The museum was never meant to be a money maker for Ms Holden, but rather a way for her to share her passion with others — but the number of fellow enthusiasts seems to be on the wane.
“I don’t get many visitors at all anymore, it’s a shame really,” Ms Holden said.
“Kids don’t seem interested in dolls because there’s too much electric stuff now.
“A few grannies would bring their grandchildren in and they’d just be texting — that tells you something.”
All of Ms Holden’s dolls were bought at fairs and auctions, where she garnered a reputation as “the vulture” for her dogged tactics of “buying the lot”.
But she’s never ventured online to snag something new to add to her collection.
“I don’t have that sort of equipment,” Ms Holden said.
“I haven’t even got a mobile phone.”
A new generation of fanatics
But online is where the new generation of doll lovers has moved, according to Abbingdon Auctions Australia owner Graeme Horne.
“The fascination with dolls hasn’t died,” he said.
“They’re just finding friends on the internet and what people want has simply progressed.”
Mr Horne has been in the doll auction game since before the internet became mainstream and said the same thing drove collectors now as it did decades ago.

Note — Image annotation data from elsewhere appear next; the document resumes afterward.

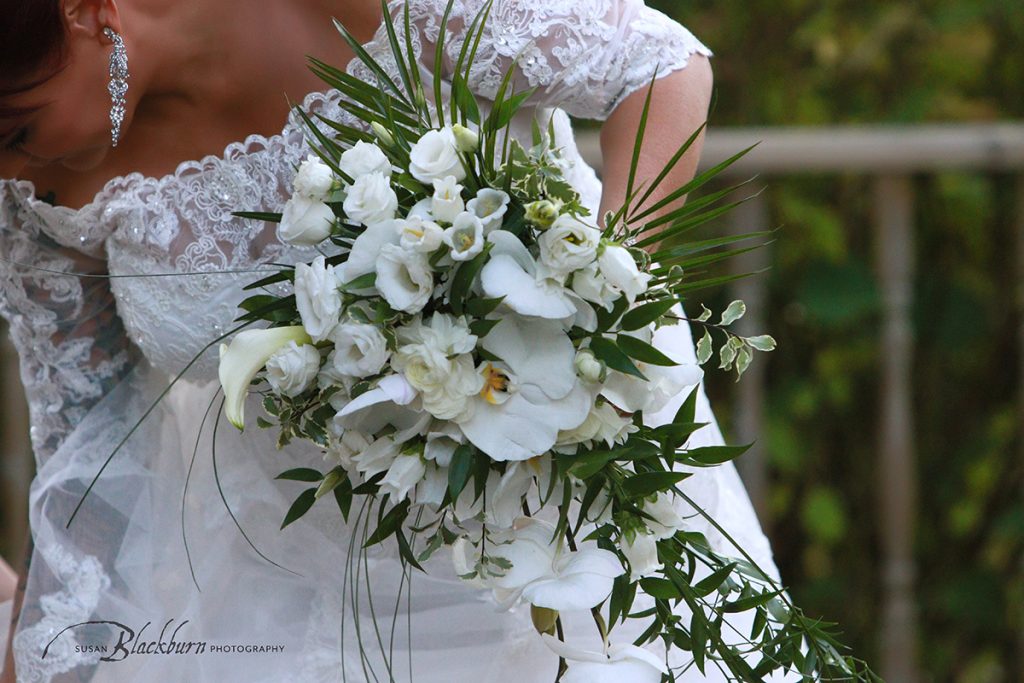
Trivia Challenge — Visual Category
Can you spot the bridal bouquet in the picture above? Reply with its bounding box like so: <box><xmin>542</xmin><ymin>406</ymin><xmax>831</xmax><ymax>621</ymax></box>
<box><xmin>211</xmin><ymin>2</ymin><xmax>869</xmax><ymax>683</ymax></box>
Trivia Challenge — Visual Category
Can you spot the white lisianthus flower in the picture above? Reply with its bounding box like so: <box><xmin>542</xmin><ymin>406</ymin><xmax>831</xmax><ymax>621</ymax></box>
<box><xmin>444</xmin><ymin>211</ymin><xmax>484</xmax><ymax>261</ymax></box>
<box><xmin>295</xmin><ymin>256</ymin><xmax>341</xmax><ymax>343</ymax></box>
<box><xmin>343</xmin><ymin>171</ymin><xmax>398</xmax><ymax>225</ymax></box>
<box><xmin>538</xmin><ymin>214</ymin><xmax>601</xmax><ymax>276</ymax></box>
<box><xmin>266</xmin><ymin>341</ymin><xmax>321</xmax><ymax>398</ymax></box>
<box><xmin>459</xmin><ymin>315</ymin><xmax>593</xmax><ymax>461</ymax></box>
<box><xmin>409</xmin><ymin>127</ymin><xmax>466</xmax><ymax>185</ymax></box>
<box><xmin>572</xmin><ymin>263</ymin><xmax>621</xmax><ymax>310</ymax></box>
<box><xmin>330</xmin><ymin>323</ymin><xmax>391</xmax><ymax>378</ymax></box>
<box><xmin>480</xmin><ymin>230</ymin><xmax>578</xmax><ymax>321</ymax></box>
<box><xmin>219</xmin><ymin>326</ymin><xmax>311</xmax><ymax>429</ymax></box>
<box><xmin>558</xmin><ymin>402</ymin><xmax>640</xmax><ymax>447</ymax></box>
<box><xmin>398</xmin><ymin>215</ymin><xmax>444</xmax><ymax>254</ymax></box>
<box><xmin>542</xmin><ymin>634</ymin><xmax>669</xmax><ymax>683</ymax></box>
<box><xmin>338</xmin><ymin>140</ymin><xmax>391</xmax><ymax>181</ymax></box>
<box><xmin>640</xmin><ymin>492</ymin><xmax>686</xmax><ymax>541</ymax></box>
<box><xmin>598</xmin><ymin>245</ymin><xmax>650</xmax><ymax>304</ymax></box>
<box><xmin>622</xmin><ymin>531</ymin><xmax>665</xmax><ymax>583</ymax></box>
<box><xmin>377</xmin><ymin>245</ymin><xmax>434</xmax><ymax>313</ymax></box>
<box><xmin>430</xmin><ymin>175</ymin><xmax>466</xmax><ymax>223</ymax></box>
<box><xmin>487</xmin><ymin>518</ymin><xmax>625</xmax><ymax>611</ymax></box>
<box><xmin>391</xmin><ymin>313</ymin><xmax>483</xmax><ymax>420</ymax></box>
<box><xmin>466</xmin><ymin>187</ymin><xmax>512</xmax><ymax>234</ymax></box>
<box><xmin>380</xmin><ymin>455</ymin><xmax>427</xmax><ymax>505</ymax></box>
<box><xmin>278</xmin><ymin>195</ymin><xmax>337</xmax><ymax>247</ymax></box>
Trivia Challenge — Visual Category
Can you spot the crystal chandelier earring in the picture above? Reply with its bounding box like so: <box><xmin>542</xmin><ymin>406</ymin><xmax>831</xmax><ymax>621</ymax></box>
<box><xmin>103</xmin><ymin>27</ymin><xmax>130</xmax><ymax>146</ymax></box>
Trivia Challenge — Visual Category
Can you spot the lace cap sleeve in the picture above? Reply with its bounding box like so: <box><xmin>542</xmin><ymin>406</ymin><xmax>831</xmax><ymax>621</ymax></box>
<box><xmin>392</xmin><ymin>0</ymin><xmax>711</xmax><ymax>120</ymax></box>
<box><xmin>0</xmin><ymin>183</ymin><xmax>137</xmax><ymax>464</ymax></box>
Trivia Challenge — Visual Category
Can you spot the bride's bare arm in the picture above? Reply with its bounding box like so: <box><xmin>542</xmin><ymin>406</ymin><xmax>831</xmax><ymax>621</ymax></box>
<box><xmin>601</xmin><ymin>54</ymin><xmax>713</xmax><ymax>235</ymax></box>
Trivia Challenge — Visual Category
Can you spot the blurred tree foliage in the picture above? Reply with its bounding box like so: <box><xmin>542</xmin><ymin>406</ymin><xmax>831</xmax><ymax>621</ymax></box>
<box><xmin>648</xmin><ymin>0</ymin><xmax>1024</xmax><ymax>683</ymax></box>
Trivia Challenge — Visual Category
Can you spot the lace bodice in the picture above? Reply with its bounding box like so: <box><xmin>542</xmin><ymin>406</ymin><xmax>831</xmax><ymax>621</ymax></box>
<box><xmin>0</xmin><ymin>0</ymin><xmax>709</xmax><ymax>459</ymax></box>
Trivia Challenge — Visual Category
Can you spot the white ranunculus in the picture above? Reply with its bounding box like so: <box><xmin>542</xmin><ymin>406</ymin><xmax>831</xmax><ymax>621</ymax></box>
<box><xmin>558</xmin><ymin>402</ymin><xmax>640</xmax><ymax>449</ymax></box>
<box><xmin>444</xmin><ymin>211</ymin><xmax>484</xmax><ymax>261</ymax></box>
<box><xmin>377</xmin><ymin>245</ymin><xmax>434</xmax><ymax>313</ymax></box>
<box><xmin>466</xmin><ymin>187</ymin><xmax>512</xmax><ymax>234</ymax></box>
<box><xmin>295</xmin><ymin>256</ymin><xmax>341</xmax><ymax>343</ymax></box>
<box><xmin>278</xmin><ymin>195</ymin><xmax>336</xmax><ymax>247</ymax></box>
<box><xmin>641</xmin><ymin>492</ymin><xmax>686</xmax><ymax>541</ymax></box>
<box><xmin>430</xmin><ymin>175</ymin><xmax>466</xmax><ymax>223</ymax></box>
<box><xmin>391</xmin><ymin>313</ymin><xmax>483</xmax><ymax>420</ymax></box>
<box><xmin>480</xmin><ymin>230</ymin><xmax>578</xmax><ymax>319</ymax></box>
<box><xmin>398</xmin><ymin>215</ymin><xmax>444</xmax><ymax>254</ymax></box>
<box><xmin>598</xmin><ymin>245</ymin><xmax>650</xmax><ymax>303</ymax></box>
<box><xmin>622</xmin><ymin>531</ymin><xmax>664</xmax><ymax>582</ymax></box>
<box><xmin>219</xmin><ymin>326</ymin><xmax>311</xmax><ymax>429</ymax></box>
<box><xmin>572</xmin><ymin>263</ymin><xmax>621</xmax><ymax>310</ymax></box>
<box><xmin>331</xmin><ymin>323</ymin><xmax>391</xmax><ymax>378</ymax></box>
<box><xmin>538</xmin><ymin>214</ymin><xmax>601</xmax><ymax>276</ymax></box>
<box><xmin>380</xmin><ymin>455</ymin><xmax>427</xmax><ymax>504</ymax></box>
<box><xmin>409</xmin><ymin>127</ymin><xmax>466</xmax><ymax>185</ymax></box>
<box><xmin>343</xmin><ymin>171</ymin><xmax>398</xmax><ymax>225</ymax></box>
<box><xmin>266</xmin><ymin>341</ymin><xmax>321</xmax><ymax>398</ymax></box>
<box><xmin>459</xmin><ymin>315</ymin><xmax>593</xmax><ymax>461</ymax></box>
<box><xmin>338</xmin><ymin>140</ymin><xmax>391</xmax><ymax>181</ymax></box>
<box><xmin>293</xmin><ymin>155</ymin><xmax>335</xmax><ymax>202</ymax></box>
<box><xmin>543</xmin><ymin>634</ymin><xmax>669</xmax><ymax>683</ymax></box>
<box><xmin>488</xmin><ymin>518</ymin><xmax>625</xmax><ymax>611</ymax></box>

“It’s the thrill of the chase,” he said.
“Generally it starts with people wanting to collect dolls from their childhood.”
The most expensive doll Mr Horne has seen sold was a French bisque doll made by sculptor Albert Marque, which went under the hammer for $335,000.
His own highest seller was a $26,000 Bru doll, which he sold to a Japanese buyer a decade ago.
Mr Horne said although it was rare to see dolls sell for prices that high, demand for all varieties, from antiques to Barbies, remained strong.
A ‘village’ for all ages
Membership to the Doll Collectors Club of NSW also remains steady.
President Kim Jackson said the club’s 300 members ranged in age from 20 to 100.
On social media, she said, growth was huge.
“We have more than 1,200 members on Facebook from all over the globe and we probably get a couple of requests to join each day,” Ms Jackson said.
Ms Jackson said new members often remarked at how excited they were to have found their “village”.
“Rather than people saying, ‘That’s weird to have dolls at your age’ or ‘Dolls are so ugly and creepy’, I’ve had people say how joyous it’s been to find someone like them,” she said.